Grustim grunted an order and Garr hissed again, now flameless.
“I am not eager to clash with you. Your beast is clearly devoted to you, and your mystic capacity is evident. And if blood is to once again be spilled on the field of battle, I do not wish to be the first to put blade to flesh. I will continue my mission as assigned for as long as is reasonable. But what you are asking is that I take you to a facility that we utilize to train our soldiers. Given your frightening capacity to observe, and to make much of very little information, that would give you an incredible opportunity to attain extremely sensitive information. Unless I can be given a compelling reason to change our course beyond your intuition, you will not see this place. I shall take you to a place which I know to be the beginning of a trail, however cold it may be, and we will follow it through means I can verify.”

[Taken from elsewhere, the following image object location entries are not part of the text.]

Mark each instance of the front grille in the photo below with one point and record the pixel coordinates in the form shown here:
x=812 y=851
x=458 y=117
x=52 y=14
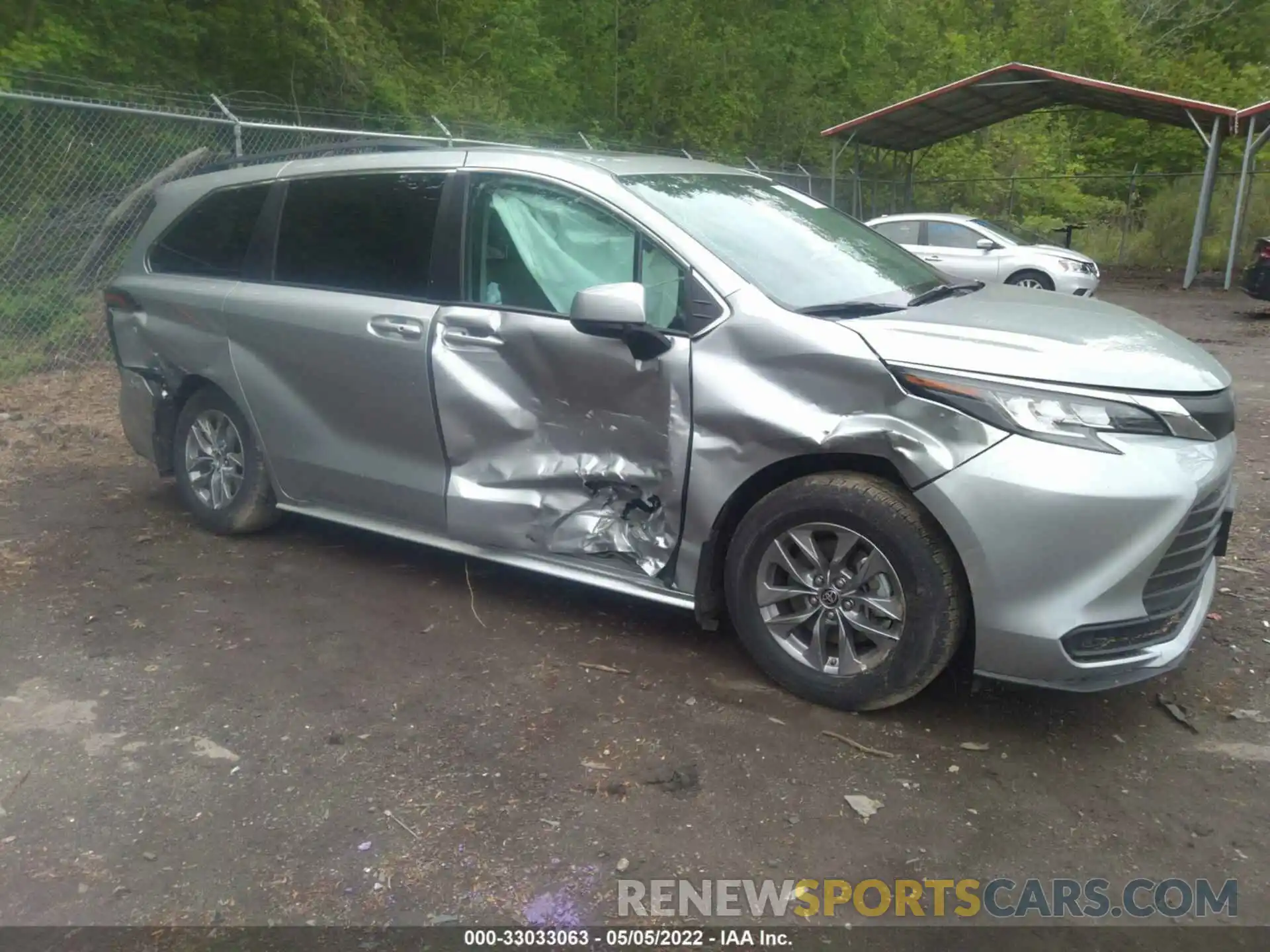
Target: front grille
x=1181 y=569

“Grustim, the proof is mystic in nature. It is evident to us and would be evident to you as well if you had the expertise to detect it. We were summoned to this task precisely because of this expertise. If you cannot take our word on this issue… what would convince you?”
“Show me a boot print. Show me a drop of blood, a scrap of writing. Show me something I can see, that I can touch. Give me something to trust besides your word.”
“My word and my thoughts are all that I have. Why is that not enough for you?”
Grustim’s voice became more rigid, his expression held firm only through extreme discipline. “Because your people have been killing mine, and mine have been killing yours, for longer than either of us have been alive. A dragon sheds its skin. At times it is dull and hard. At times it is shiny and soft. But it is born with its teeth and it dies with them. It will always be ready to blacken you, tear you, devour you if you fail to treat it with the proper respect for even a moment. A centuries-long distrust is not repaired in six months of diplomacy. Trust is earned, and you’ve done nothing to earn mine.”